Wednesday, January 14, 2009

Day 14: Canadian Authors


Day 14: Canadian Authors, originally uploaded by susanvg.

There was an article in the paper saying that most Canadians could not name even one Canadian author. Here are just a few of the ones living on my book shelf. I see Rohinton Mistry's, A Fine Balance, a tale set in India, so well written I read for three days straight. And Donna Morrisey from Newfoundland, who describes the lives of ordinary people living in outposts. Michael Ignatieff, now the leader of the opposition in our government, wrote a novel, Scar Tissue, about Alzheimer's which resonated with me as I had watched my mother's decline. And Yan Martel's, The Life of Pi, which explores many philosphical issues through an engaging tale of a boy on a small boat. Michael Ondatje has woven many wonderful books - Anil's Ghost is one that stands out for me.

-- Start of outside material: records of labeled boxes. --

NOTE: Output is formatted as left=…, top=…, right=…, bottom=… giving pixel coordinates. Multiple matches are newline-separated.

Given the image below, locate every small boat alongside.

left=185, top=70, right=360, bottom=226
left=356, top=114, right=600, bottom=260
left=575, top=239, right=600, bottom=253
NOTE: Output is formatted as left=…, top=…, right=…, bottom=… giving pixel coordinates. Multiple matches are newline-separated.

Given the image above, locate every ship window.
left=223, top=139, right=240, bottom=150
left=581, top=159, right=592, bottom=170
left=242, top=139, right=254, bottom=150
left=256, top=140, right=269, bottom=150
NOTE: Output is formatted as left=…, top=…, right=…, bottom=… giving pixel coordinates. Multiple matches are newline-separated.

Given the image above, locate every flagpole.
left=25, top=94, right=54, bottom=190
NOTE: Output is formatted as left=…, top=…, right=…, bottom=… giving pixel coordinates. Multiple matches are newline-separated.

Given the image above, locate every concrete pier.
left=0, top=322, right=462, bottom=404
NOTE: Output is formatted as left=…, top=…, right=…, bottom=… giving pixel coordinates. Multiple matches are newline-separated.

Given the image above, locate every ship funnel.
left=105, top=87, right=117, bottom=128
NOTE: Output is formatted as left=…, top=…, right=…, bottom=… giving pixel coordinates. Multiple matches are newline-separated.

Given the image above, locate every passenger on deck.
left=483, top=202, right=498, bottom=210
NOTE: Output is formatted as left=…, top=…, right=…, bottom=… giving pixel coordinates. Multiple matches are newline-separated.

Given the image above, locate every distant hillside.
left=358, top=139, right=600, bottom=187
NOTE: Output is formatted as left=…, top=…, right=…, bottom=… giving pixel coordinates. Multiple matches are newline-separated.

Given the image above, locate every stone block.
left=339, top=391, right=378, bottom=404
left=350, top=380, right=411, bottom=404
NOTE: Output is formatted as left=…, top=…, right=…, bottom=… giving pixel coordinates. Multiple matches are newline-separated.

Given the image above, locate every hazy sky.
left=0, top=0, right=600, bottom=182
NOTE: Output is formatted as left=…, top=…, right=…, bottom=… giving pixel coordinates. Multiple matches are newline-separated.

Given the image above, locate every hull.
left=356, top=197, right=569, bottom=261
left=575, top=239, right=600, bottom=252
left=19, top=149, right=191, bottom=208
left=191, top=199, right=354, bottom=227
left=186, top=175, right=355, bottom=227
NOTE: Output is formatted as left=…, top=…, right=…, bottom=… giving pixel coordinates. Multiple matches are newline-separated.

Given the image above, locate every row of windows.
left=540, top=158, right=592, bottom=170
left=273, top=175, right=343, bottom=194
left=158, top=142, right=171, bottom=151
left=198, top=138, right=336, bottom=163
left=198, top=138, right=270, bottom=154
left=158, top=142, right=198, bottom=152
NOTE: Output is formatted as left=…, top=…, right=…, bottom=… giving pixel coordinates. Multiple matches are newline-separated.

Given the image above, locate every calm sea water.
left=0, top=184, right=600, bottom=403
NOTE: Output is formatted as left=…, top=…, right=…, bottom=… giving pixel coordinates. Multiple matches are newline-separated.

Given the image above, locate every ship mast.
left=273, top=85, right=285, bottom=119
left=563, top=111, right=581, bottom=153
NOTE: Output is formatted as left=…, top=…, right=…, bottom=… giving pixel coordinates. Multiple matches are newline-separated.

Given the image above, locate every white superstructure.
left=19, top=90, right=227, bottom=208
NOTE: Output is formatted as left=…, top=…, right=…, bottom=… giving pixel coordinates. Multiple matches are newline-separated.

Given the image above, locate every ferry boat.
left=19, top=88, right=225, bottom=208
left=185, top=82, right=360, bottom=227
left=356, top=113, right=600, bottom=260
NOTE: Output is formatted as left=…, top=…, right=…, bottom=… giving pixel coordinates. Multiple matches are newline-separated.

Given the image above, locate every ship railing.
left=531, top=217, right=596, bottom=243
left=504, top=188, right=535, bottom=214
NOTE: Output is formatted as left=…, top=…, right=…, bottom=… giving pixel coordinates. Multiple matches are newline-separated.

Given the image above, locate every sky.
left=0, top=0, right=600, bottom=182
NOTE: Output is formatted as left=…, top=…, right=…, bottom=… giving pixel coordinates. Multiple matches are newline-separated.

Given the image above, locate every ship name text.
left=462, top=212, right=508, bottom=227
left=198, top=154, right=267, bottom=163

Canada's literature is so enriched by the people from other countries who have settled here and who write about their immigrant experiences as well as stories set in their countries of origin.

Two more Newfoundland authors sit on this shelf, Annie Proulx (Shipping News) and Wayne Johnston who writes a fictional account of Joey Smallwood, the premier who brought Newfoundland into Canada. The multi-talented Anne-Marie Macdonald writes about disfunctional families in a sensitive yet devastating way. And I have spent time with so many more authors: Margaret Lawrence, Timothy Findlay, Robertson Davies, to name a few. Their turns of phrase, insights, word paintings and compelling storytelling have delighted, saddened and touched every one of my emotions and through my time with them I have grown.